Служивший под уваровским началом чиновник Фишер рассказывал, что его патрон «особенное имел внимание к дровам (казенным. — Я. Г.) и был характера подлого, ездил к министерше, носил на руках ее детей, словом, подленькими путями прокладывал себе дорогу к почестям».

Именно в это время — после второго падения — сложилось мнение людей, знающих Сергия Семеновича достаточно близко, мнение, которое ясно сформулировал сенатор Кастор Никифорович Лебедев: «Ни высокое положение, ни богатая женитьба на графине Разумовской, ни блестящая репутация в обществе не избавили его от мелких страстей любостяжания и зависти, которые были причиною нелюбви к нему современников, совместников и всего высшего круга…»

Пресмыкающийся Уваров… Сергий Семенович не мог не знать, что говорят и думают о нем, — он пресмыкался слишком явственно и демонстративно. Мучило ли это его? Сомнения нет. И за эту муку он мстил миру презрением к его нормам и обычаям — презрением к чести, честности.
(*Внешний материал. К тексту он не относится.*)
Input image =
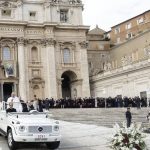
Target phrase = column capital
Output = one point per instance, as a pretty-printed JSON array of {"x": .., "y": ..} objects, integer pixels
[
  {"x": 83, "y": 44},
  {"x": 21, "y": 40},
  {"x": 48, "y": 42}
]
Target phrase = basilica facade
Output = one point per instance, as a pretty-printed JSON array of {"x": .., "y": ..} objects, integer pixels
[{"x": 43, "y": 49}]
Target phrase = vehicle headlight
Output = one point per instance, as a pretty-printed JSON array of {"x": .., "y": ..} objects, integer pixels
[
  {"x": 56, "y": 128},
  {"x": 22, "y": 128}
]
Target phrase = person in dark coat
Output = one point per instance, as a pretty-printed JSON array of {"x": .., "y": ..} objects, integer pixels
[
  {"x": 10, "y": 109},
  {"x": 128, "y": 117}
]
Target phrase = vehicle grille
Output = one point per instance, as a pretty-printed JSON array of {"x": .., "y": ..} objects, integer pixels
[{"x": 40, "y": 129}]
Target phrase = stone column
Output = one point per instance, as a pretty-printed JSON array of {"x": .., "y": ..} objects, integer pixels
[
  {"x": 2, "y": 91},
  {"x": 51, "y": 68},
  {"x": 84, "y": 70},
  {"x": 22, "y": 71}
]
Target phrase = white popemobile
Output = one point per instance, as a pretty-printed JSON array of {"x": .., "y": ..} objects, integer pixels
[{"x": 29, "y": 127}]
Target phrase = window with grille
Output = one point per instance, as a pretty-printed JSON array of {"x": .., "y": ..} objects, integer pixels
[
  {"x": 63, "y": 15},
  {"x": 66, "y": 55},
  {"x": 6, "y": 53},
  {"x": 34, "y": 54},
  {"x": 6, "y": 13}
]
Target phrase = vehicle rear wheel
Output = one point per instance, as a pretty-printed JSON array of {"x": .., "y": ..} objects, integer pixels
[
  {"x": 10, "y": 141},
  {"x": 53, "y": 145}
]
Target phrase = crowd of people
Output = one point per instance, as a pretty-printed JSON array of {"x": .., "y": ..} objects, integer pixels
[
  {"x": 94, "y": 102},
  {"x": 38, "y": 104}
]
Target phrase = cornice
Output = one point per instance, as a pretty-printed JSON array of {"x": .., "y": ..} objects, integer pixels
[
  {"x": 121, "y": 71},
  {"x": 44, "y": 24}
]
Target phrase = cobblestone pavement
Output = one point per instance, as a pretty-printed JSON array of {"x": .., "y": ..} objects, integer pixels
[{"x": 82, "y": 129}]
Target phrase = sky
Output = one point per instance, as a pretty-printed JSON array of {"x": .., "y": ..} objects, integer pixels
[{"x": 107, "y": 13}]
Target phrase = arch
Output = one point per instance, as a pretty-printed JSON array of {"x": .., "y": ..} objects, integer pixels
[
  {"x": 34, "y": 53},
  {"x": 67, "y": 79},
  {"x": 6, "y": 53},
  {"x": 66, "y": 55}
]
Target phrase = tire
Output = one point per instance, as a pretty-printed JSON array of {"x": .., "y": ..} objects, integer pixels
[
  {"x": 10, "y": 141},
  {"x": 53, "y": 145}
]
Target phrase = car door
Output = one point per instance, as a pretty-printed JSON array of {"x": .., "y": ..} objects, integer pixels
[{"x": 2, "y": 120}]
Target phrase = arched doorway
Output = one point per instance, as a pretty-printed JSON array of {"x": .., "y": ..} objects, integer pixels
[{"x": 68, "y": 78}]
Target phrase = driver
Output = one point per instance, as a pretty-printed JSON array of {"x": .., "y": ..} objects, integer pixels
[
  {"x": 10, "y": 109},
  {"x": 16, "y": 102}
]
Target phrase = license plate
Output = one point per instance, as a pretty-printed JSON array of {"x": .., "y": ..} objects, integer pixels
[{"x": 41, "y": 138}]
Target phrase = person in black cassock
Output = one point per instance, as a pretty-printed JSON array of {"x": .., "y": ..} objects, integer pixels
[
  {"x": 11, "y": 109},
  {"x": 128, "y": 117}
]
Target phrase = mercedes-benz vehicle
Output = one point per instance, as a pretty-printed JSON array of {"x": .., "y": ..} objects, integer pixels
[{"x": 29, "y": 127}]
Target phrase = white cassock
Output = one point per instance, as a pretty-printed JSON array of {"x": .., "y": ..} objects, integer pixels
[{"x": 16, "y": 103}]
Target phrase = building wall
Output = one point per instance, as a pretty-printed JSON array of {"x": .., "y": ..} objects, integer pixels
[
  {"x": 131, "y": 77},
  {"x": 135, "y": 29},
  {"x": 39, "y": 45}
]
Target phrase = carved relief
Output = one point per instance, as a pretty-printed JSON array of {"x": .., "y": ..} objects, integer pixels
[
  {"x": 10, "y": 29},
  {"x": 48, "y": 41},
  {"x": 84, "y": 44},
  {"x": 69, "y": 44},
  {"x": 20, "y": 40},
  {"x": 107, "y": 66},
  {"x": 34, "y": 32},
  {"x": 73, "y": 2},
  {"x": 126, "y": 60},
  {"x": 6, "y": 4}
]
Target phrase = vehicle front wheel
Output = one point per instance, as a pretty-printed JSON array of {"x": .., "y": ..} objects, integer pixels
[
  {"x": 53, "y": 145},
  {"x": 10, "y": 141}
]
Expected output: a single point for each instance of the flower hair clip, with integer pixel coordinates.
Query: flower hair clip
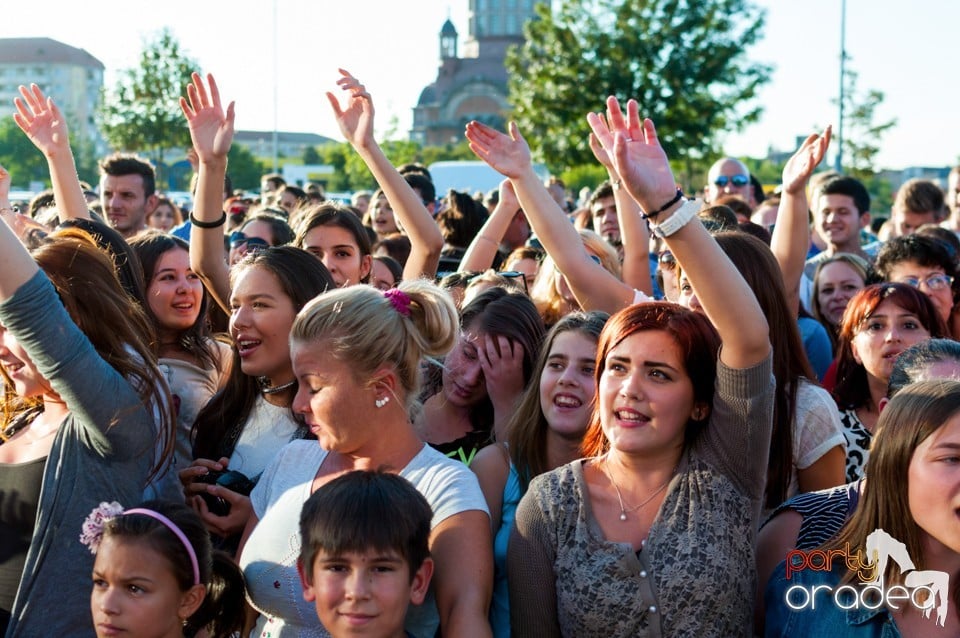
(93, 525)
(399, 300)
В это время, вероятно, и повесил он в своем домашнем кабинете портрет человека с бандурой и в простом платье. При Канкрине он повторял судьбу своего отца. Оказалось, что от прошлого не удалось заслониться ни ученостью, ни богатством, ни изысканностью манер.
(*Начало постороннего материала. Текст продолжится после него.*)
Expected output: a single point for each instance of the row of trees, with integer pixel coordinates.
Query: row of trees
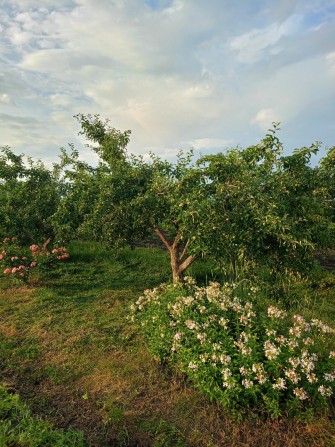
(251, 205)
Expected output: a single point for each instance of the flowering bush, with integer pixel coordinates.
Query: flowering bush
(238, 356)
(17, 261)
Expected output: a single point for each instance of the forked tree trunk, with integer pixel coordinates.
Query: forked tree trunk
(178, 254)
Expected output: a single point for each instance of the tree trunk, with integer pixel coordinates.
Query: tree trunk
(179, 261)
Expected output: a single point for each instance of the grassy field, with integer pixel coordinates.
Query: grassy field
(70, 352)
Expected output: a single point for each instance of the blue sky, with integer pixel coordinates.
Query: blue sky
(178, 73)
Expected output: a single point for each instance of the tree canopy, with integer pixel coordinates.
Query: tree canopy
(252, 204)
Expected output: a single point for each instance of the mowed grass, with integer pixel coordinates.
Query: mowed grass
(70, 351)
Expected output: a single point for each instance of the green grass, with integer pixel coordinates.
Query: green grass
(69, 350)
(19, 428)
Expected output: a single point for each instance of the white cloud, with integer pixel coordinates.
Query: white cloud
(257, 43)
(6, 99)
(178, 73)
(209, 143)
(264, 118)
(330, 58)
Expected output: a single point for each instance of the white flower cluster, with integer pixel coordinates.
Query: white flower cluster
(216, 332)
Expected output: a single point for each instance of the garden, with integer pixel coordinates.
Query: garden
(158, 303)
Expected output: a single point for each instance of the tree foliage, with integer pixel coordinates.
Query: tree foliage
(251, 205)
(29, 196)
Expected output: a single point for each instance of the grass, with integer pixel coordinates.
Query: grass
(70, 352)
(19, 428)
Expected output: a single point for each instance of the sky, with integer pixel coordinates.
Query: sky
(207, 74)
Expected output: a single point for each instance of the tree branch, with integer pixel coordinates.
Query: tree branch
(160, 233)
(181, 257)
(188, 261)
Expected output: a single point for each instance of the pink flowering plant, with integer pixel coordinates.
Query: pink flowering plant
(18, 262)
(240, 354)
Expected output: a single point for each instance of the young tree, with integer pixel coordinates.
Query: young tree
(252, 204)
(29, 196)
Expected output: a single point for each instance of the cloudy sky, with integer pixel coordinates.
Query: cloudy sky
(179, 73)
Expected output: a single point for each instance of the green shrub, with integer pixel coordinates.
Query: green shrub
(238, 353)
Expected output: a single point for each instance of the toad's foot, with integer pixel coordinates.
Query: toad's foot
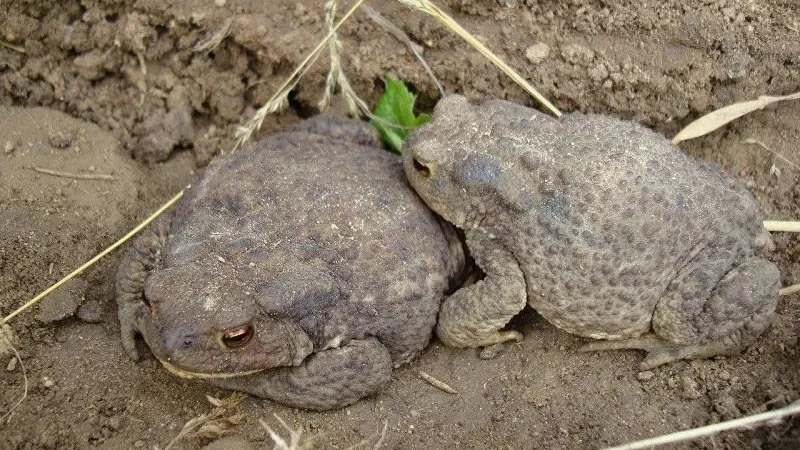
(328, 379)
(474, 315)
(661, 352)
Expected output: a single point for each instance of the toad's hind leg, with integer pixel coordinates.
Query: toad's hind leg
(737, 311)
(473, 315)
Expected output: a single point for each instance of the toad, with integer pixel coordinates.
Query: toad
(600, 224)
(301, 269)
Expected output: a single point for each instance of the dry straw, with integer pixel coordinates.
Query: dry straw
(722, 116)
(767, 418)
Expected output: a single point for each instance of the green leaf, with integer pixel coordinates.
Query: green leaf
(394, 114)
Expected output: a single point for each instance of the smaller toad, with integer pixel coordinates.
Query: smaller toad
(601, 225)
(300, 269)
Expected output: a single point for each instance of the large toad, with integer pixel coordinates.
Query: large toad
(301, 269)
(601, 225)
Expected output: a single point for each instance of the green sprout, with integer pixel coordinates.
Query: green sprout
(394, 114)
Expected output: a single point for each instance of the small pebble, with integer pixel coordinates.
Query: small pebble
(91, 312)
(645, 375)
(537, 53)
(491, 351)
(47, 382)
(61, 139)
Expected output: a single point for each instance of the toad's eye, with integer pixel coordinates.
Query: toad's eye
(421, 169)
(238, 337)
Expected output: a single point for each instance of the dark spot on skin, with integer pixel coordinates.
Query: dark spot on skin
(421, 169)
(589, 238)
(478, 171)
(555, 206)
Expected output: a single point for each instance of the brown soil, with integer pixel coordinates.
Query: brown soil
(129, 69)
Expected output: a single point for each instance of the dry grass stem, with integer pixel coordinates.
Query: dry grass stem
(789, 290)
(214, 424)
(77, 176)
(717, 119)
(89, 263)
(280, 99)
(429, 8)
(13, 47)
(767, 418)
(401, 36)
(278, 441)
(336, 76)
(213, 40)
(7, 341)
(789, 226)
(438, 384)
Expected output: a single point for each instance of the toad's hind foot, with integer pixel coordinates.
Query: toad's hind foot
(661, 352)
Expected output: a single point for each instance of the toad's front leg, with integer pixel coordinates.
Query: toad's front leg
(328, 379)
(142, 256)
(473, 315)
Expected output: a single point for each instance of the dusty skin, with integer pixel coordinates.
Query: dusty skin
(602, 226)
(661, 64)
(301, 268)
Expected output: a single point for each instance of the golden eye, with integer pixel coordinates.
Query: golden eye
(238, 337)
(421, 169)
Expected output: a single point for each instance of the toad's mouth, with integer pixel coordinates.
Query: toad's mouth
(203, 375)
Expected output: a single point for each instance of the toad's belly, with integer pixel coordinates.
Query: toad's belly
(599, 317)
Заслониться можно было только неслыханной важности государственным деянием.

Для этого надо было получить власть. К этому Уваров и пробивался — любыми средствами. Будучи натурой незаурядно восприимчивой и гибкой, Сергий Семенович повторил все извивы меняющегося времени — от духовного ренессанса первых лет александровского царствования через либеральные иллюзии к распаду последних лет царствования и далее в гибельный самообман царствования николаевского. Умом циническим до бесстыдства он понял, что требует от него «дух времени», и радостно пошел в объятия стотридцатилетней химеры.

Он не собирался стать слугой эпохи. Он мечтал с наступающей эпохой слиться, срастись, стать ею, повиноваться ей и направлять ее одновременно. Он мечтал мертвящей идее ложной стабильности придать черты цветущей жизненности. Он мечтал превратить старую петровскую химеру в сознании россиян в патриархальное отечественное божество, убедить миллионы людей, живущих в железной клетке, что они сладко покоятся в материнской колыбели…
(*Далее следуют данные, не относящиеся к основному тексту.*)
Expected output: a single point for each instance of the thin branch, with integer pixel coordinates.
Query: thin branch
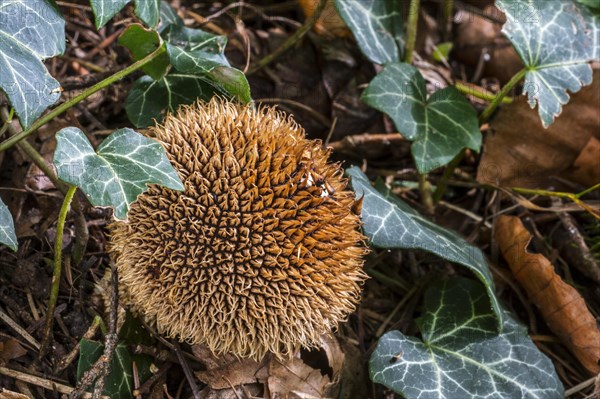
(310, 22)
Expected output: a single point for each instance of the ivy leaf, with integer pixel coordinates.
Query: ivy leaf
(195, 51)
(118, 171)
(440, 126)
(149, 99)
(30, 31)
(119, 383)
(391, 223)
(105, 10)
(550, 37)
(591, 18)
(142, 42)
(461, 355)
(7, 228)
(377, 26)
(148, 11)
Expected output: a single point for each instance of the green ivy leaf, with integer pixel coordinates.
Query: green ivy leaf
(440, 126)
(118, 171)
(7, 228)
(550, 37)
(149, 99)
(195, 51)
(142, 42)
(119, 383)
(148, 11)
(105, 10)
(378, 27)
(594, 5)
(461, 355)
(591, 19)
(30, 31)
(391, 223)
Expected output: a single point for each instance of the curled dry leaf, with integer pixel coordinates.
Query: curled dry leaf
(6, 394)
(479, 39)
(315, 373)
(518, 151)
(329, 22)
(561, 305)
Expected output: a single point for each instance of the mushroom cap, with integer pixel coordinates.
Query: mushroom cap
(260, 253)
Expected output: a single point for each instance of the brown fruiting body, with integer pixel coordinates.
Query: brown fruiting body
(260, 253)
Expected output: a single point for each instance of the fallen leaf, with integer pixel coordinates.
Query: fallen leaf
(6, 394)
(329, 21)
(587, 164)
(561, 305)
(518, 151)
(479, 39)
(11, 349)
(309, 374)
(227, 370)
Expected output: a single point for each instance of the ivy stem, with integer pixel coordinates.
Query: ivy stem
(81, 230)
(485, 115)
(411, 30)
(310, 22)
(60, 227)
(495, 101)
(80, 97)
(479, 92)
(447, 19)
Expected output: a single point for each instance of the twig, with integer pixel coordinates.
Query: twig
(41, 382)
(447, 19)
(70, 357)
(448, 172)
(426, 197)
(80, 97)
(60, 226)
(100, 369)
(82, 233)
(479, 92)
(20, 330)
(110, 343)
(411, 30)
(310, 22)
(186, 370)
(585, 261)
Понимал ли Пушкин, решившись осенью тридцать пятого года на борьбу с Уваровым, что схватывается с явлением исторически противоестественным, духовно выморочным, несущим внутри себя пожирающую болезнь и потому безжалостным к любому, кто осмелится сказать об этой болезни, обреченности и отторгнутости от здоровой и естественной исторической жизни? Понимал.

И, не будучи человеком злобным и злопамятным, он недаром писал об Уварове с такой фанатической ненавистью, с какой не писал ни о ком в жизни.